# S-10 steering



## Clutchcargo (Mar 31, 2007)

Could be a lot of things. My guess is that the Rack and Pinion unit is done. Watch the tie rods while someone turns the wheel. If they move then it might be something further out; ball joints maybe.
It's fairly straight forward repair, just time consuming. 
What I've done in the past is brought my car to an NTB or someplace like that and have them do an estimate. They'll tell you exactly what needs to be replaced. Then you can decide to either have them do it or DIY.


----------



## splbrad (Mar 1, 2008)

*Loose steering*



CowboyAndy said:


> I have an 89 s-10 4x4 (off road package if that matters) that I was given by my dad over the summer. It has about 220,000 miles on it. The steering is REALLY loose. Tie rods? or could it be something else?

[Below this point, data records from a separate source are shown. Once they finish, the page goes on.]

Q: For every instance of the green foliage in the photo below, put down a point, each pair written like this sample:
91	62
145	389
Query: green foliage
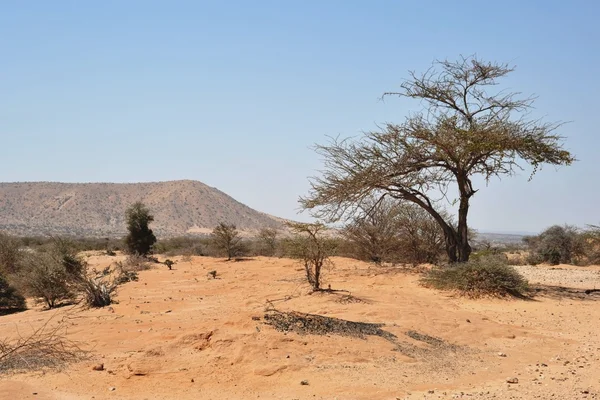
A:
467	128
227	240
557	245
484	276
182	246
53	275
10	298
98	291
389	230
311	248
44	276
140	238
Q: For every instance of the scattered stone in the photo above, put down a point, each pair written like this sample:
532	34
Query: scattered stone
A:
99	367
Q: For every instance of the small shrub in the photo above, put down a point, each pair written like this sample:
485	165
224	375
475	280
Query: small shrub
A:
44	276
534	259
226	239
10	298
98	292
486	276
311	249
140	239
136	263
10	254
124	275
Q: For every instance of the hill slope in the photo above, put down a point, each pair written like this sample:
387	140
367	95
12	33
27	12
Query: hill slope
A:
98	209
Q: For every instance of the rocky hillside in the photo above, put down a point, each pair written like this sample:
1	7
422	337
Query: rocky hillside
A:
98	209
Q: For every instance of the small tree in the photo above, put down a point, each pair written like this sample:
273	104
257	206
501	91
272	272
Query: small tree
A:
140	238
10	254
267	238
312	249
558	244
226	238
54	275
466	129
169	263
44	276
10	298
394	231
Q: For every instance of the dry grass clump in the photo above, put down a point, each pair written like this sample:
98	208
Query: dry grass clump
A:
136	263
485	276
46	347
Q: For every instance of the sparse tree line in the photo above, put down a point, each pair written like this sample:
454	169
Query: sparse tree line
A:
386	188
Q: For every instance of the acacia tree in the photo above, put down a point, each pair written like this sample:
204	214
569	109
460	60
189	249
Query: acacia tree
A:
374	231
396	231
140	238
466	129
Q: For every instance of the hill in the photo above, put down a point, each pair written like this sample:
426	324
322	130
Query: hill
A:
98	209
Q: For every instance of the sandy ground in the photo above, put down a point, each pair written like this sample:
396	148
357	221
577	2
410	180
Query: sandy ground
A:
180	335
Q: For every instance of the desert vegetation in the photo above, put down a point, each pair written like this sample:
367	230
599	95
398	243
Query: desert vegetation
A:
467	129
385	190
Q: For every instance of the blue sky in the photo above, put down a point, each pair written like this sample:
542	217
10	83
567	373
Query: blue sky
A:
234	93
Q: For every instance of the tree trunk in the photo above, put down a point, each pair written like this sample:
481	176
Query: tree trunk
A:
464	249
462	234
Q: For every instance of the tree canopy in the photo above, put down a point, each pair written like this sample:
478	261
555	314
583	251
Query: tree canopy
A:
467	128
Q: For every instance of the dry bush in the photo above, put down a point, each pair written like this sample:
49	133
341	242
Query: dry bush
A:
136	263
484	276
46	347
98	291
10	254
226	239
45	277
311	248
267	243
388	230
557	245
10	299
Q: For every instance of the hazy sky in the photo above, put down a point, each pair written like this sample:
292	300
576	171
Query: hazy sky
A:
235	93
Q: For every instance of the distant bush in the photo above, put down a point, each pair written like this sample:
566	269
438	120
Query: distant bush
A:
557	245
10	298
484	276
98	291
52	275
10	254
312	249
45	276
182	246
266	242
393	231
140	238
226	239
136	263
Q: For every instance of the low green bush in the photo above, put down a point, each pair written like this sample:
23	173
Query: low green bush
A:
483	276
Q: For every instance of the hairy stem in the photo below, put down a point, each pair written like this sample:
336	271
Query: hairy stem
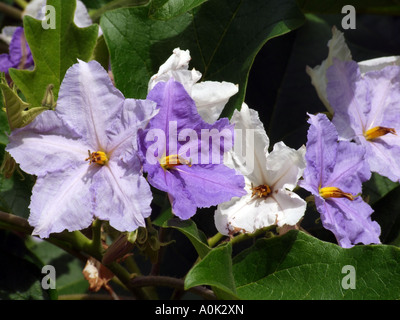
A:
11	11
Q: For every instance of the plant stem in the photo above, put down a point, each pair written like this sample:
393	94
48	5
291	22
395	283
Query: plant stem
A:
11	11
21	3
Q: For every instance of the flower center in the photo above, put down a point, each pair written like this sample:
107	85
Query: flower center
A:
169	162
377	132
333	192
261	191
98	157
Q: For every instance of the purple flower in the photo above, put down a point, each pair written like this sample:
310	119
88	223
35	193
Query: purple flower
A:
179	157
367	110
19	56
334	175
84	155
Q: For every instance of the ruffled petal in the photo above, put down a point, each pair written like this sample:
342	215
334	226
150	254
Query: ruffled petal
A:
122	196
62	200
245	214
89	102
285	166
211	97
337	50
291	207
347	95
382	156
350	221
46	145
210	185
321	153
351	168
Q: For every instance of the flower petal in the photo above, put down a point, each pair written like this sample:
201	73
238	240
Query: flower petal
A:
383	154
347	96
351	168
350	221
211	97
249	135
46	145
122	196
321	153
89	102
122	133
284	166
62	200
337	49
245	214
176	67
291	207
218	183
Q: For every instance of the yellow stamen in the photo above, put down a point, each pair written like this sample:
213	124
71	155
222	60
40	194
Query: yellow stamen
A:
98	157
169	162
333	192
261	191
377	132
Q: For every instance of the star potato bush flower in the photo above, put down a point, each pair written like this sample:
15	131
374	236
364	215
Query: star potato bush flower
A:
210	97
270	180
334	175
84	155
190	170
367	111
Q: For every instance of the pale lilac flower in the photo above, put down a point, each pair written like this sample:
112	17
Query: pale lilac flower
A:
367	110
334	175
270	199
210	96
19	56
84	156
338	49
179	160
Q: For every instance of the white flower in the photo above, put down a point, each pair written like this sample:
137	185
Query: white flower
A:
210	96
338	49
269	184
81	16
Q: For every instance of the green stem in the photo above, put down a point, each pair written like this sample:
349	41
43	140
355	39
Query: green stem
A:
21	3
11	11
245	236
212	242
75	242
96	235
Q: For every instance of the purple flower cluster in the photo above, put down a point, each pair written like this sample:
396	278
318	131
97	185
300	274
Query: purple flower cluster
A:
19	56
90	154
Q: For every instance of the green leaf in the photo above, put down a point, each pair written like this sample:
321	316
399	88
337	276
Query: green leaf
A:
20	271
217	33
69	277
188	228
215	269
54	51
361	6
298	266
19	113
167	9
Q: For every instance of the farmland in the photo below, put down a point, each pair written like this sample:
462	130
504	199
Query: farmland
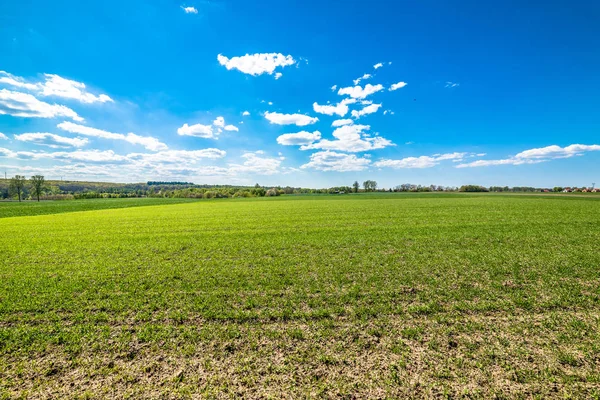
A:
366	296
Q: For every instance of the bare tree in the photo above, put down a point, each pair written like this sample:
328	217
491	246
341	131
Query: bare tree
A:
38	184
16	186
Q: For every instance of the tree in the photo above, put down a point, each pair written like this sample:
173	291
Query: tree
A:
38	184
16	186
369	185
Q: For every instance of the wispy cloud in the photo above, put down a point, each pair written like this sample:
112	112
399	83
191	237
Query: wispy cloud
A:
333	161
257	64
148	142
290	119
537	155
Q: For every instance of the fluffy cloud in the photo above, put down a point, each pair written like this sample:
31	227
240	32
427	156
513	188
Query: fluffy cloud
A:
422	161
206	131
189	10
341	122
56	86
256	163
370	109
351	138
340	109
397	86
357	92
357	80
298	139
20	104
537	155
257	64
290	119
196	130
51	140
148	142
332	161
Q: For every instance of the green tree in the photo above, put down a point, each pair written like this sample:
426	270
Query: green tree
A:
38	184
16	186
370	185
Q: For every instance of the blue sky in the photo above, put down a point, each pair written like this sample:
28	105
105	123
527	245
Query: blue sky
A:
450	93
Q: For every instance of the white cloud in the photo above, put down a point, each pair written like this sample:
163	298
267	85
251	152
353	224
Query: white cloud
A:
298	139
20	104
176	156
61	87
358	92
537	155
148	142
190	10
255	163
51	140
357	80
197	130
341	122
422	161
370	109
257	64
219	121
290	119
332	161
351	138
56	86
397	86
340	109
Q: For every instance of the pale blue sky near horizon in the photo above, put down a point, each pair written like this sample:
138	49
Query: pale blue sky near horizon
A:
426	92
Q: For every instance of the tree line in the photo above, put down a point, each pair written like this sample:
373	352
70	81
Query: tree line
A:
19	183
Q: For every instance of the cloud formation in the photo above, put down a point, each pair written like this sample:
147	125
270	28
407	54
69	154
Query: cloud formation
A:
257	64
290	119
421	162
333	161
370	109
537	155
26	105
358	92
298	139
55	86
350	138
148	142
51	140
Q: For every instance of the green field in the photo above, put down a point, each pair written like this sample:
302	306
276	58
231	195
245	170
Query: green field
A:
28	208
358	296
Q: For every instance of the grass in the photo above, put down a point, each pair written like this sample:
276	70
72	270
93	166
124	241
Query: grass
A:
28	208
368	296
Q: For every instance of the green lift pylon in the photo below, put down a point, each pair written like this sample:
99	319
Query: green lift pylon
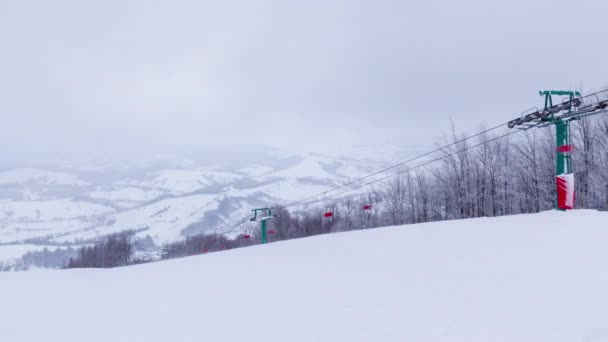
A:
560	115
563	167
263	215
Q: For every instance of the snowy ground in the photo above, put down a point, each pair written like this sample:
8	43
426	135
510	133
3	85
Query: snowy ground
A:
523	278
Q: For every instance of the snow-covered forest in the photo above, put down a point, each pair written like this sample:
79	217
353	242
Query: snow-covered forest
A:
481	177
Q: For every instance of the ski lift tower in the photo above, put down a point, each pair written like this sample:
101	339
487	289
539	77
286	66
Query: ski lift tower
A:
560	115
262	215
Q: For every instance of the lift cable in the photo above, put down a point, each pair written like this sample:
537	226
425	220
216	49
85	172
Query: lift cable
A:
409	169
299	202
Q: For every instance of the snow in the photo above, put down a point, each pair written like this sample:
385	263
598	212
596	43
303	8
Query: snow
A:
9	253
27	211
25	175
163	220
285	190
528	278
181	181
126	194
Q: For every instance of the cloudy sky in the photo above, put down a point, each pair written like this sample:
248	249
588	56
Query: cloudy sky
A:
87	77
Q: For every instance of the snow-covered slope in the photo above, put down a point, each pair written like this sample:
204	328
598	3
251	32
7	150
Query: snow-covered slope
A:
165	201
30	175
528	278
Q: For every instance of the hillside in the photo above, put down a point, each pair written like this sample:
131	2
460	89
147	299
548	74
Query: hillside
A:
165	200
520	278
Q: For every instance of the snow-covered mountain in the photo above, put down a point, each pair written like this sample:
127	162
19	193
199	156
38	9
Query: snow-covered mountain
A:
165	201
520	278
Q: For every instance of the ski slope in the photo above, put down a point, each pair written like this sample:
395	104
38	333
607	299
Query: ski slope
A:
539	277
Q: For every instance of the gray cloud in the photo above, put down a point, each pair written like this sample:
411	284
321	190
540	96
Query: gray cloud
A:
131	75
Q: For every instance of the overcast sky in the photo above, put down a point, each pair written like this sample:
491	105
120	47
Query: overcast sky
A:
83	77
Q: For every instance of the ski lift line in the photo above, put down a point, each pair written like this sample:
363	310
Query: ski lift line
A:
297	203
395	166
413	168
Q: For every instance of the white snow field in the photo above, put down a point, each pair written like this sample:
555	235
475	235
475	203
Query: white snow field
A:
541	277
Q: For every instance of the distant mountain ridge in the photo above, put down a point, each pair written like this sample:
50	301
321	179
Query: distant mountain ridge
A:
45	206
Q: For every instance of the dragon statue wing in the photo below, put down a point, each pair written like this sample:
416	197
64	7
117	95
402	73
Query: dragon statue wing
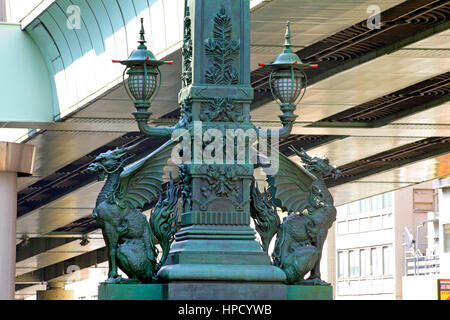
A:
291	185
142	181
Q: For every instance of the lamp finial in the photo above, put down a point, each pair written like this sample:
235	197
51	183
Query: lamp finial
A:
287	37
142	39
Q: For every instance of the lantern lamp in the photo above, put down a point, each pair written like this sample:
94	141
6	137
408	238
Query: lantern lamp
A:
144	77
287	80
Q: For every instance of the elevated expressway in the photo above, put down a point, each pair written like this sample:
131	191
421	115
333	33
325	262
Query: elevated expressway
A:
377	106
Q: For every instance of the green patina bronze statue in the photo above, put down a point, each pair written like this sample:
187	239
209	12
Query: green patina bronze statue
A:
302	192
129	237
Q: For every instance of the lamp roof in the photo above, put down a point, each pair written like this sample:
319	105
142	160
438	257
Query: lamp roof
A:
141	55
288	58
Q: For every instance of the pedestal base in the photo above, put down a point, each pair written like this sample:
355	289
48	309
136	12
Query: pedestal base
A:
213	290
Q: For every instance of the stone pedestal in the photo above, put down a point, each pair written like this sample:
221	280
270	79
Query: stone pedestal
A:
213	290
15	158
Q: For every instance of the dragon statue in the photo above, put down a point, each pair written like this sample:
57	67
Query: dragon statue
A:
129	237
300	191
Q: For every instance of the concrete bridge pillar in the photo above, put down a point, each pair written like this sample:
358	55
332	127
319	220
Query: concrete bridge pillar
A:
15	159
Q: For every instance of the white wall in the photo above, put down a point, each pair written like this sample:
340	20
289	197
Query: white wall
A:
420	288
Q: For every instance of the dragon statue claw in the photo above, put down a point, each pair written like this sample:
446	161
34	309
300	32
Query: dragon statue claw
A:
128	235
300	191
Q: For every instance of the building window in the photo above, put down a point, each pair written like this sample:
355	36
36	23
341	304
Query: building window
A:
353	226
446	237
365	262
387	269
366	205
378	201
342	227
341	212
354	263
387	200
376	262
342	264
353	208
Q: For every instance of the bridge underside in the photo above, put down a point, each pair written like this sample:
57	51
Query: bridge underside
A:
377	107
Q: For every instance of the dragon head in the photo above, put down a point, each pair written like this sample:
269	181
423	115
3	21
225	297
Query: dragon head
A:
317	165
108	162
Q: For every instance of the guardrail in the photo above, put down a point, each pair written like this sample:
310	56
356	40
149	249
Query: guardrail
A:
416	266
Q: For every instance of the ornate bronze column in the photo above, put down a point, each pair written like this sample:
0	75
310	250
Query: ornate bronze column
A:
215	241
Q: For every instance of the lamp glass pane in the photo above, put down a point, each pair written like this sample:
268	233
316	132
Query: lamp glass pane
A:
136	85
287	89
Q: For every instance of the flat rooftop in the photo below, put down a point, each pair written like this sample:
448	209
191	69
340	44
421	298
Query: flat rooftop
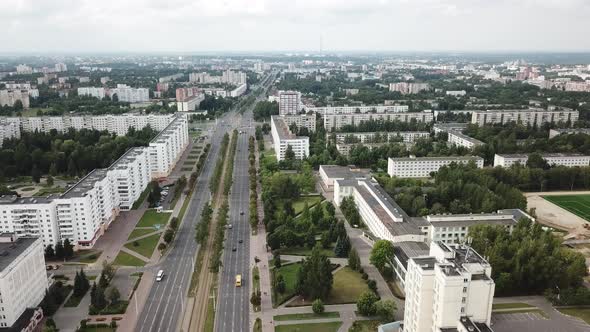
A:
9	251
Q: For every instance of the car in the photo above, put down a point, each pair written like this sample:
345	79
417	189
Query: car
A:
160	275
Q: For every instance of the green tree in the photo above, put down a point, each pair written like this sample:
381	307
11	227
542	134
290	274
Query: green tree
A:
354	261
317	306
366	303
381	254
314	278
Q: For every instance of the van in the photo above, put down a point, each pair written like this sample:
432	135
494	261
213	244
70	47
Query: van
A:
160	275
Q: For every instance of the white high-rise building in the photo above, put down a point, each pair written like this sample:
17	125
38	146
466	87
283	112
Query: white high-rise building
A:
289	102
452	288
128	94
282	139
23	279
92	91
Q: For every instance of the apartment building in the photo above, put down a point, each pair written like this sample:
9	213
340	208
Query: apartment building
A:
118	124
568	131
289	102
334	122
10	97
378	137
451	289
408	88
85	210
23	281
8	131
301	121
359	109
282	138
459	139
422	167
128	94
445	127
531	116
92	92
557	159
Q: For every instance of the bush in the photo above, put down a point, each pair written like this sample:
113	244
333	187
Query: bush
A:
366	304
318	306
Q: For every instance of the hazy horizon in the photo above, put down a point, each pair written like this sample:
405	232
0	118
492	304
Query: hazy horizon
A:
184	26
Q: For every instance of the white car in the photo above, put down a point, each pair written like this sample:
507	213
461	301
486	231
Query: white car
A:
160	275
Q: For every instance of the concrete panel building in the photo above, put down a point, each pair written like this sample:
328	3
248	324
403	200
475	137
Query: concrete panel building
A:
421	167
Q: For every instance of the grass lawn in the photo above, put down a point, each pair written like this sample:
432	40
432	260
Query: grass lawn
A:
307	316
300	203
289	272
514	305
151	218
582	313
365	326
347	287
125	259
576	204
139	232
304	251
73	301
145	246
318	327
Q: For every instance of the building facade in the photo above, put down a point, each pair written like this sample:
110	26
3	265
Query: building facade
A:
422	167
558	159
532	116
23	279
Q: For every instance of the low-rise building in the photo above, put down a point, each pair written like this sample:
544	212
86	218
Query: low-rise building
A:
451	289
334	122
283	138
558	159
459	139
568	131
380	137
23	279
531	116
422	167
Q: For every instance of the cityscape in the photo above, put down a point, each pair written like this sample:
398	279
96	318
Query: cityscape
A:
249	173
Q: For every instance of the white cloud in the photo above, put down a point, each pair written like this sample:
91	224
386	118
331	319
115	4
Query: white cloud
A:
200	25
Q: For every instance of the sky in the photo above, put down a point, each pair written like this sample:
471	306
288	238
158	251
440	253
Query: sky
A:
70	26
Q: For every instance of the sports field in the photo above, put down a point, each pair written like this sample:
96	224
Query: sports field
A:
576	204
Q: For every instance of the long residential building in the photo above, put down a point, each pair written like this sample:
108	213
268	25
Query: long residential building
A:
422	167
118	124
334	122
85	210
531	116
23	282
449	290
568	131
359	109
558	159
459	139
379	137
283	138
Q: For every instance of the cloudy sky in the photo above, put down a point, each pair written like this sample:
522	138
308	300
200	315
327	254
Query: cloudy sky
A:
293	25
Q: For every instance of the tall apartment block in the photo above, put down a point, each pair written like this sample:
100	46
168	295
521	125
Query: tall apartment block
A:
452	289
289	102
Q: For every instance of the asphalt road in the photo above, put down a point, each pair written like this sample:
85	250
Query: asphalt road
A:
165	303
233	304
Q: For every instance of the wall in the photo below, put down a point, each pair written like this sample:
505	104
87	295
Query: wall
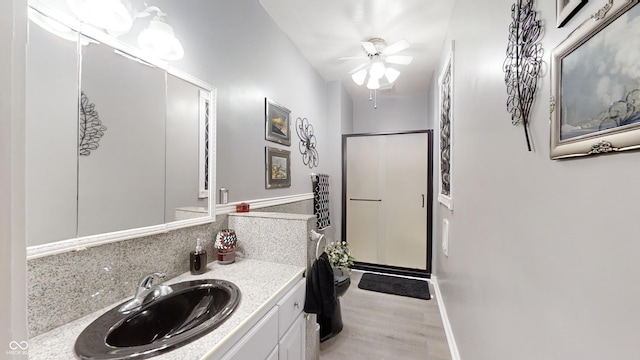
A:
543	254
339	121
394	113
13	20
237	47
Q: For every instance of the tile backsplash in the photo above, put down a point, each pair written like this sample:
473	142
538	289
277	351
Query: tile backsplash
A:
67	286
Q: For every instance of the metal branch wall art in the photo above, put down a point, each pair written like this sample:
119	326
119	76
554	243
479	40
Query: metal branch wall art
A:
523	62
91	128
307	145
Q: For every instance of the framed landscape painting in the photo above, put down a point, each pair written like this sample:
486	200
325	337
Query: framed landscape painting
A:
278	168
277	123
595	84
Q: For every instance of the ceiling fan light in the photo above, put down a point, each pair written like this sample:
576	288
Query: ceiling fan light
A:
377	70
158	38
359	76
391	75
373	83
105	14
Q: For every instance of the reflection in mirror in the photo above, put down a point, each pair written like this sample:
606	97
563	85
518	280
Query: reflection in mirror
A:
51	132
121	182
116	146
187	128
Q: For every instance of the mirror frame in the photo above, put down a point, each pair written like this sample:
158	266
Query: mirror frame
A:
84	242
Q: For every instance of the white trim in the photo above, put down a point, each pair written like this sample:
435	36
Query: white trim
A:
85	242
453	347
262	203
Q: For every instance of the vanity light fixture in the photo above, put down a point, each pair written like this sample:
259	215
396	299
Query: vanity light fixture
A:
117	16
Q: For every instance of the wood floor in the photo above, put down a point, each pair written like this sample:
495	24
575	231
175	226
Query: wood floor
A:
380	326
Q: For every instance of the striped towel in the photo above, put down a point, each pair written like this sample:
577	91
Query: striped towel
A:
321	200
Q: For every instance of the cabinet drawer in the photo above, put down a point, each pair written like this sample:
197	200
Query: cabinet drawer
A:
259	342
290	306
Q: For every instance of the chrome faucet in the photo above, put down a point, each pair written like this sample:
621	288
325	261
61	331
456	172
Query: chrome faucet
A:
146	292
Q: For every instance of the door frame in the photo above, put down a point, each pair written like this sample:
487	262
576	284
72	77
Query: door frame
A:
429	204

Is it loose when you grab the steering wheel and the truck is not moving? The steering wheel feels loose just sitting in the truck? Up down and side to side?


----------



## wire_twister (Feb 19, 2008)

Does the truck have tilt steering? If it does the bolts that hold the upper and lower steering column to the hinge are loose, the job requires a fair bit of dissassembly to get at the bolts, and the bolts are star headed. Get yourself a manual or a friend with experience and go for it.


----------



## CowboyAndy (Feb 19, 2008)

splbrad said:


> Is it loose when you grab the steering wheel and the truck is not moving? The steering wheel feels loose just sitting in the truck? Up down and side to side?





wire_twister said:


> Does the truck have tilt steering? If it does the bolts that hold the upper and lower steering column to the hinge are loose, the job requires a fair bit of dissassembly to get at the bolts, and the bolts are star headed. Get yourself a manual or a friend with experience and go for it.


 
I will check both of these things. thanks...


----------